Entre nós, havia uma garota que era espírita. Ela começou a tremer e a suar frio. O namorado dela pegou ela pelo braço desesperado e a chacoalhou perguntando se ela estava bem. Ela não respondeu. Então de uma hora pra outra começou a resmungar.
— Me ajuda, eles estão olhando para mim, eles que trazem o cheiro da morte - repetiu isso algumas vezes.
Eu, não preciso nem comentar que não passava nem uma agulha (se é que você me entende). Estava cheio de calafrios. Maldita hora que fui àquela reunião.
Essa mesma menina espírita, que não me recordo o nome, começou a dizer que haviam muitas pessoas que foram assassinadas ali. Elas estavam presas lá, querendo coisas as quais não podiam mais ter. Nesse momento parecia que vinha uma névoa escura do corredor que dava para a cozinha. Caio estava com os olhos estalados. Não dizia um A..
O pessoal inteiro se juntou e começa a rezar pedindo a Deus ajuda, foi a única solução que encontraram.
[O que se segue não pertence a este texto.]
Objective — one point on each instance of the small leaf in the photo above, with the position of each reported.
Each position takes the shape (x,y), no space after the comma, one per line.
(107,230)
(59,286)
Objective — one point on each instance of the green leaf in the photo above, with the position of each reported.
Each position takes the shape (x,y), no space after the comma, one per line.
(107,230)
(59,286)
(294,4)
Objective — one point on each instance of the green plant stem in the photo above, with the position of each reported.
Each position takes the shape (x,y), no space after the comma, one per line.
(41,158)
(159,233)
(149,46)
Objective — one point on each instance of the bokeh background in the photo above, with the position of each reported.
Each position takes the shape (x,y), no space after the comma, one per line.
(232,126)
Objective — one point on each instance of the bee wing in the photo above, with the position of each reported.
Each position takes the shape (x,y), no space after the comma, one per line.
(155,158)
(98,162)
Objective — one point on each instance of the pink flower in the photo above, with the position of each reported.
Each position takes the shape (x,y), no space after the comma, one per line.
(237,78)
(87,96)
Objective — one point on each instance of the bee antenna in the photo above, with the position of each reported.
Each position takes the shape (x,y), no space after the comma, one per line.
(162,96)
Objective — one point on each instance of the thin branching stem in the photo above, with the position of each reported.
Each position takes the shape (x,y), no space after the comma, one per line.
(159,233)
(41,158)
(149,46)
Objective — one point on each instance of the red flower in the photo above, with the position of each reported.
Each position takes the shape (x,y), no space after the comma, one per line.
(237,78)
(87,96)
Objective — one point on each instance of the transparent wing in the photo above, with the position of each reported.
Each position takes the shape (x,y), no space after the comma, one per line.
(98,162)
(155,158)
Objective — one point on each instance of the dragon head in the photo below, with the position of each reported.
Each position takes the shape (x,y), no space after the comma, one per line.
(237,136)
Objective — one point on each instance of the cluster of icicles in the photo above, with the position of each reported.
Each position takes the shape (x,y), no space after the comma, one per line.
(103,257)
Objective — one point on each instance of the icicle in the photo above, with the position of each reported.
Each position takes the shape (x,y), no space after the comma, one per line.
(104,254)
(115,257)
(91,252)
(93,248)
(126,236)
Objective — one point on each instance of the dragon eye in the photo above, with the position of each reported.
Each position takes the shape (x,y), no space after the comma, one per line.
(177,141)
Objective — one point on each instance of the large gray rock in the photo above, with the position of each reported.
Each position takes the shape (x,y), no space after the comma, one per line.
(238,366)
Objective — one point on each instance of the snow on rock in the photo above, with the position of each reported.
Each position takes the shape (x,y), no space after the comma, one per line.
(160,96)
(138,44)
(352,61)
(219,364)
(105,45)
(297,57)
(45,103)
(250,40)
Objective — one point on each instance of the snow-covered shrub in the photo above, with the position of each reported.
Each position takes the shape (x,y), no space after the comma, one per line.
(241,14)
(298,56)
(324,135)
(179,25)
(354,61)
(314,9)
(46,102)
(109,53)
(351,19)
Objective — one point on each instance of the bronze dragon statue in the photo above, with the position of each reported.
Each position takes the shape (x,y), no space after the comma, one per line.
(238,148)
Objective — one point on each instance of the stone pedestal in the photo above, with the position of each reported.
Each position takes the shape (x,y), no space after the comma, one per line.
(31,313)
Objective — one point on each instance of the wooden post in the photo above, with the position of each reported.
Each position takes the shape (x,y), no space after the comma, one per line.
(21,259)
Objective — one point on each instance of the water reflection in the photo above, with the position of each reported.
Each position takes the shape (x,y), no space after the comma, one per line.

A menina tremia e fazia uns tiques e barulhos estranhos com a boca. Muita gente ali estava se cagando de medo e querendo ir embora. Mas começamos, então tínhamos de terminar com essa história. Não era justo sair e deixar o rojão com o Caio. Mas acho que a motivação da maioria era o medo de levar "algo" junto consigo para casa e não o bem-estar do anfitrião.
Então, após uns minutos de reza, a neblina desapareceu e tudo aparentemente voltou ao normal. Ainda estávamos muito assustados, tanta gente faz essa brincadeira e não acontece nada (ou será que acontece?). Por que com a gente tinha que acontecer, e por que ali?
Após isso, juramos para nós mesmo que nunca mais faríamos este jogo. Outra experiência desta nunca mais na vida. As pessoas que o garota espírita viu, foram, de acordo com relatos, das pessoas que já foram mortas lá por brigas. Sim, como eu disse, o bairro é barra pesada e várias mortes já ocorreram naquele local.
Um mês depois, a família de Caio resolveu se mudar daquela casa, eles não quiseram falar o motivo, mas parece que toda noite podiam-se ouvir gemidos, ver vultos e ninguém conseguia ficar em paz lá.
Com o passar do tempo, fui perdendo o contato com as pessoas que participaram da brincadeira aquele dia. Daniele, a moça que iniciou a brincadeira, eu fiquei sabendo que um ano depois daquele dia, tentou suicídio. Não deu muito certo, ela só conseguiu algumas cicatrizes. Até onde sei, continua internada em um hospício. Uns dois rapazes que estavam lá se tornaram viciados, e acabaram morrendo de overdose.
E sobre mim? Faz tempo que eu tento me livrar desse vulto maldito que me persegue e fica sussurrando  coisas horríveis, mandando fazer coisas que se eu obedecesse, sei que me machucaria... sim, eu sei, mas ele é tão convincente.